Segundo o governador, a matéria é inconstitucional e contrária ao interesse público. Ao autorizar concessão de isenção do ICMS nos casos que especifica, ela vai de encontro, segundo o Executivo, ao preceito constitucional segundo o qual a isenção de ICMS é matéria de lei complementar. Além disso, a forma de compensação da perda tributária é, de acordo com o governador, "totalmente insuficiente para o que se pretende".

• à Proposição de Lei 14.819 (ex-PL 531/99, do deputado Paulo Piau - PFL - e outros): autoriza o Executivo a conceder às cooperativas o parcelamento, em até 100 parcelas mensais, do crédito tributário formalizado até 31 de dezembro de 2000, inscrito ou não em dívida ativa, ajuizada ou não sua cobrança. Ficam anistiados, também, as multas de mora, de revalidação, isoladas e dos juros moratórios incidentes sobre o crédito tributário (dá nova redação ao artigo 4º da Lei 12.989/98, que altera dispositivos da Lei 6.763/75). De acordo com o artigo 2º, os benefícios poderão ser requeridos no prazo de 60 dias contados da publicação da lei. Segundo o governador, o parcelamento privilegia determinada categoria de contribuinte, gerando desigualdade. A renúncia de receita, acrescenta, deverá ser acompanhada da estimativa do impacto orçamentário-financeiro no exercício de início de sua vigência, requisito exigido pela Lei de Responsabilidade Fiscal (LRF) e que deixou de ser demonstrado.

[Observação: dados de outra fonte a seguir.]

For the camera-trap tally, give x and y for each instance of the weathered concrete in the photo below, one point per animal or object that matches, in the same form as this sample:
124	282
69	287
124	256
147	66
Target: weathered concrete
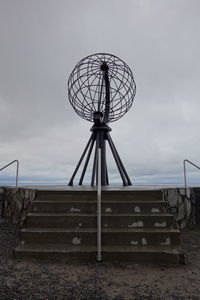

• à Proposição de Lei 14.818 (ex-PL 358/99, do deputado João Paulo - PSD): dispõe sobre a notificação ao órgão executivo de trânsito do conteúdo das decisões proferidas pelas instâncias administrativas ou judiciais sobre os feitos relativos a infrações às leis de trânsito. A proposição determina que as instâncias administrativas do Estado criadas para deliberar sobre recurso proposto contra penalidade imposta por infração às leis de trânsito notificarão ao órgão executivo de trânsito o teor das decisões. Quando se tratar de decisão judicial transitada em julgado, o Judiciário, por meio de mandado, intimará o órgão executivo sobre as decisões. No caso de revisão da penalidade por via administrativa ou judicial, será a decisão considerada como prova de falta disciplinar cometida pelo agente que atestar, equivocadamente, a ocorrência de infração. Segundo o governador, a proposição é inconstitucional, uma vez que dispõe sobre fiscalização de trânsito, o que é competência legislativa da União, e impõe norma ao Judiciário, que não é subordinado aos outros Poderes.

• à Proposição de Lei 14.827 (ex-PL 901/2000, dos deputados João Batista de Oliveira - PDT- e Paulo Piau - PFL), que dispõe sobre os custos de análise de pedidos de licenciamento ambiental da atividade de suinocultura no Estado: segundo a proposição, os valores de indenização dos custos de análise de pedidos de licenciamento ambiental da atividade de suinocultura no Estado corresponderão a 50% do valor estabelecido para as demais atividades agropecuárias. Segundo o artigo 2º, a lei será regulamentada no prazo de 30 dias contados da data de sua publicação.

De acordo com o Executivo, a redução de 50% dos valores de indenização dos custos de análise de pedido de licenciamento ambiental para o exercício da atividade de suinocultura tem dois inconvenientes: cria encargo financeiro para o Estado, já que o pagamento feito pelo interessado é apenas de indenização pela despesa com a análise do pedido; e estabelece disparidade de tratamento com relação às demais atividades que também dependem de licença ambiental para seu exercício, o que não se justifica, segundo o governador.